Not since Martin Luther nailed his theses to the Cathedral door, has such a broadside hit the Vatican.  A broadside launched by the catholic Prime Minister of Ireland, Enda Kenny, on the floor of the Irish Parliament.

Here is the context.

In 1996 the Irish Catholic  bishops signed an agreement to begin reporting suspected cases of child abuse to the police..

The following year the Papal Nuncio to Ireland wrote a confidential letter to all the bishops pointing  Roman canon  law trumped Irish state law.

When a further investigation  published last week showing multiple cases of preistly sex abuse in County Cork, the Irish government was outraged.

In full-throated anger, Prime Minister Kenny told Parliament, “This  is not Rome.  This is he Republic of Ireland, 2011,  a republic of laws.”  Kenny was just getting started:  He denounced what he called “the dysfunction, disconnection, elitism — and the narcissism – that dominate the culture of the Vatican to this day.”

He said the church’s leaders had repeatedly sought to defend heir instiutions at the expense of children and “to parse and analyze” every revelation of church cover-up of crimes “with the gimlet eye of a canon lawyer.”

Kenny said canon law had “neither legitimacy nor a place in the affairs of this country

Ireland’s foreign minister called in the pope’s ambassador and demanded an official response from the Vatican.  So far none has been forthcoming.This is the toughest  attack on theVatican from another sovereign state   in my lifetime.

Was it deserved?

What do you think?


  1. It was definitely well deserved.

  2. 2

    Absolutely, it was deserved! And Canon law does NOT “trump” state law in ANY country!

    A few years ago, I had a very interesting conversation with the head of the Societies Act — that branch of government that oversees and controls the licensing of things like corporations, societies, registered groups of all kinds. I was jumping through the usual hoops to register a religious society, and I happened to mention that it’s a good thing for the Catholic Church that they don’t have to adhere to all these rules.

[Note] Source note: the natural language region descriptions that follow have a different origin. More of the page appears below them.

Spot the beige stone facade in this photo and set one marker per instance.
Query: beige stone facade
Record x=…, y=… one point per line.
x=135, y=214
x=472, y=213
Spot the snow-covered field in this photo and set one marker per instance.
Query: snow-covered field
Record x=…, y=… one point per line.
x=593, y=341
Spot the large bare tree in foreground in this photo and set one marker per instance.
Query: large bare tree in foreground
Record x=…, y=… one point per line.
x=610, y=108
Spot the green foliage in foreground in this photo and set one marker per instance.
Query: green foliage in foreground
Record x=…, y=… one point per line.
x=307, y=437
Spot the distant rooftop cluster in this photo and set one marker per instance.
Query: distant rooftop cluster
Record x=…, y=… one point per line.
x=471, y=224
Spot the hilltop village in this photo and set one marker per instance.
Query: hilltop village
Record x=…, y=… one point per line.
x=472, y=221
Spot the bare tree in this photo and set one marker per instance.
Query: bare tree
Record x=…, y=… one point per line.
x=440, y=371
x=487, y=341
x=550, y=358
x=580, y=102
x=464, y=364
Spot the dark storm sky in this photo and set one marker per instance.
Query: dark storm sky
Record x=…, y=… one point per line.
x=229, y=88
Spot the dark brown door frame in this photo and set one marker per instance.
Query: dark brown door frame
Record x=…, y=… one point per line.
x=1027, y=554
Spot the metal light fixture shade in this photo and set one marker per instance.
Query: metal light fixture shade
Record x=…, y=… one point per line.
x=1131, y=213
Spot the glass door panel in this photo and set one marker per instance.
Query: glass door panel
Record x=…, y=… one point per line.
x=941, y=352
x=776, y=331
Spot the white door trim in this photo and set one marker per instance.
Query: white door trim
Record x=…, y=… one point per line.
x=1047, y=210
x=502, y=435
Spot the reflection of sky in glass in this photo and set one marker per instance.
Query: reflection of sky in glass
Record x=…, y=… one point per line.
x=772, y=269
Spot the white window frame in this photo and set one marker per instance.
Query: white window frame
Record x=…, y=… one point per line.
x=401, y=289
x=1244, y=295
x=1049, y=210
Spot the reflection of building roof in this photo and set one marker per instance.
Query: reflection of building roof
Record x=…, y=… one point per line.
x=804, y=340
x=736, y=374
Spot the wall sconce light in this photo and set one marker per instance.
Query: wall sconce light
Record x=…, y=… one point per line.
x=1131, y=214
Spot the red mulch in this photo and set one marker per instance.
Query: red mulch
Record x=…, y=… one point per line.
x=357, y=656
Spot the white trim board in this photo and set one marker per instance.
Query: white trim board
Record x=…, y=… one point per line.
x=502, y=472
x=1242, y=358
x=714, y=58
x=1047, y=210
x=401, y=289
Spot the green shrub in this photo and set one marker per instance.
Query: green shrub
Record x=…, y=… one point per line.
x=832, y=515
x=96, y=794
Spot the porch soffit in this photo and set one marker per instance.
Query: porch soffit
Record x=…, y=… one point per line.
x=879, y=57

    But, oh! yes! they do! All religions do! Every single church or other religious group in every province in Canada is governed by the Societies Act in that province! They operate strictly by permission! They have guidelines they must follow, and if they stray from their allowed boundaries, they can have their charter yanked and the government can close them down.

    Vatican spokesmen keep forgetting that they are guests in the countries in which they have built churches. And guests do not go about telling the host how to run his own house.

  3. 3

    This reminds me of a film from 2002 that I saw called “The Magdalene Sisters” which is about an institution where pregnant or misbehaving female Irish teenagers used to be send…and the horrible conditions prevailing there.

    But what struck me about the history of those places — assuming the story line is to be believed — was how the Church’s laws and policies trumped Irish law. The comments Neil reproduced from the Irish PM reminded me of this very thing.

    Anyway, for those interested, youtube has the entire movie (in 10 parts) online:

  4. 4
    Neil McKenty Says:

    I hav

  5. 5
    Neil McKenty Says:

    There are now senior politicians in Irelan d who are seriously talking about breaking off relations with the Vatican, closing the Vatican Embassy in Dublin, and introducing a bill that would force priests to notify the authorities if they were told about sexual abuxe in the confessional.

  6. 6

    Did I not recently see a news story that revolved around a signed agreement among bishops and priests in Ireland to report any suspected sexual abuse cases based on what they heard in the confessional? Where did that story go?

  7. 7

    Any agreement with the Catholic church is like the fox guarding the hen house.
    Why an agreement with them would be credible at any time is beyond belief.
    Of course Irish law trumps Canon law, EXCEPT among followers of the Catholic church, who chose to believe otherwise.